Allah is Master. You are slave. Obey. That’s one device in this nomocracy – slave
mentality. Nietzche gets all this wrong. Orwell gets it right but for entirely the
wrong reason: Slavery is freedom. The free Mohammadan can, in the end, declare
himself slave to Allah above and to no man, and defy all human pretense. Allahu
akbar!
This is actually what Luther did. Another
quasi-Mohammadan dressed up as a neo-primitive Christian. I could go on about
this Mohammadan-Protestant connection. It’s very important. You see, it is no
accident that Pickthall – like others Turk turners of those times – was first
of all a Unitarian. That whole Unitarian Trinity-skeptical theme in
Protestanism, the Quakerism, etc., is rife among the proto-progressives of the
Early Modern age and it is coming into Christendom on camels! Some serious
thinking needs to be done on this. It’s no accident that the Hammer and Sickle
is a modification of the Mohammadan crescent and star. You see, dissenting Christians
feared that the God-forsaken Mohammadans were better Christians than the
Christians: there’s the real roots of the progressive genealogy.
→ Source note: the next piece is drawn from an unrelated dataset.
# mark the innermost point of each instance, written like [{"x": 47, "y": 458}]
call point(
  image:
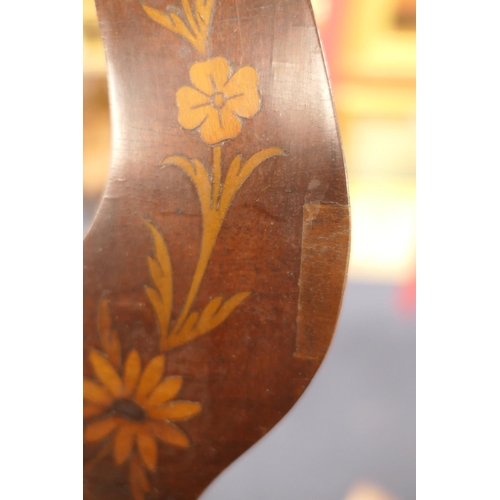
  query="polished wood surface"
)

Queen Victoria investing the Ottoman Sultan, Adul Aziz (Slave of the Almighty), with the Order of the Garter. But it’s benign in the Mohammadan context. Because
there’s a Caliph. Or in this case the Sultan. These happy folk in Pickthall’s
vision had photographs of their Sultan on their lounge room walls, but they’d
never actually met him, or even anyone who knew him, but he was appointed by
God Above, and he was a good man. They were happy that he lived 500 miles away.
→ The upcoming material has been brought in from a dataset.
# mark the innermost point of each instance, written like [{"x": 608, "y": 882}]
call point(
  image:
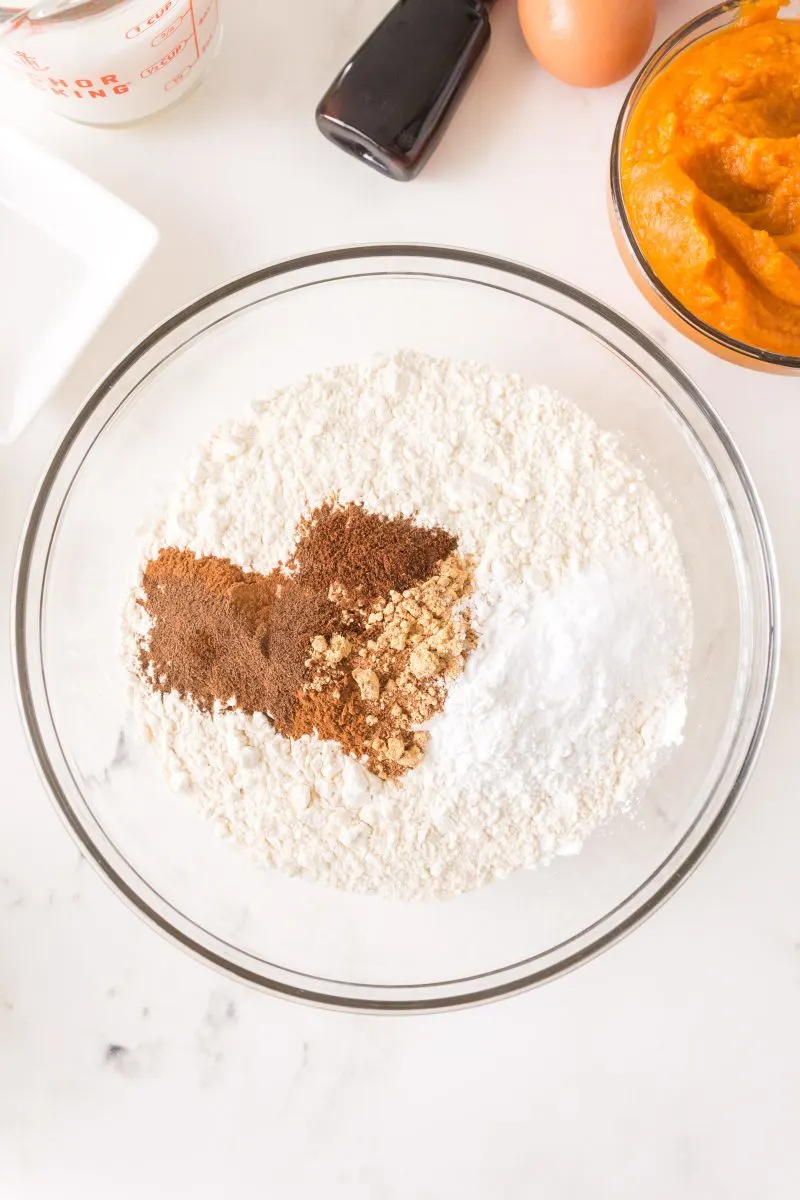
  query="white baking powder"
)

They paid him some sheep and goats in the springtime and in return he made sure
hostile armies didn’t upset the status quo. Very wisely, he had no interest in policing
how they cleaned their teeth.
Modern Mohammadan states are not like this, are
they? No. Your gut instinct about them is correct. They are an ambomination.
The worst of both worlds. A pervasive religious nomocracy AND an intrusive
state increasingly bent on using technology and pseudo-science to micromanage
the citizenry. It’s not enough that your family will shame you if you sleep
with someone you shouldn’t: the state thinks it’s its business as well and
makes it a crime. In its best examples, though, the premodern Mohammadan order,
as Pickthall observed, could produce happy outcomes. The Sultan didn’t need to
fuck with people’s lives. His job was to protect the borders, keep peace and
build a High Culture back in Istanbul. On an every day level people were ruled
by the Law in their hearts, by traditional modes of inculturation and by peer
pressure, under the austere but remote sovereignty of Allah al-Malik and the
military umbrella of His equally remote deputy.
Anyway, in all my reading Pickthall’s travel books
provide the most tangible and convincing model of a life that seems to answer
to certain libertarian pipe dreams. The main point being: nomocracy. You can do
without policemen in a well-woven nomocracy, provided you have a Lawmaker no
one can corrupt and a Sultan with a big army watching your back. Noting that
the Sultan doesn’t have legislative power. He doesn’t make laws. He creates the
peace for the Law. Allah makes Law. Locals can adapt it as they will. Locals
know best. If they can be good God-fearing Musselmen and still drink arak,
fine. That is, lots of subsidiarity.
As I have argued elsewhere, the Saidean narrative is
bunk. The Orientalists were, with few exceptions, the first generation of
Europeans to even bother to try to reach an understanding of the Mohammadan devils.
It was a luxury they could afford. Finally – thanks to the corrections of the
Reformation – the world had been set aright and Christendom (although no longer
recognizable as such) was no longer an embarrassing backwater compared to a
more advanced and prosperous “Islamicate” world, to use the newly sanitized,
secularized Whig word you might have noticed coming out of Universities of
recent times. Columbus thought he was sailing to India. Why? To get around the
Mohammadans. It’s a crucial factor in every step towards the modern world. More
broadly, when Mohammad declares himself the last prophet, he is at the same
time declaring himself the first modern man.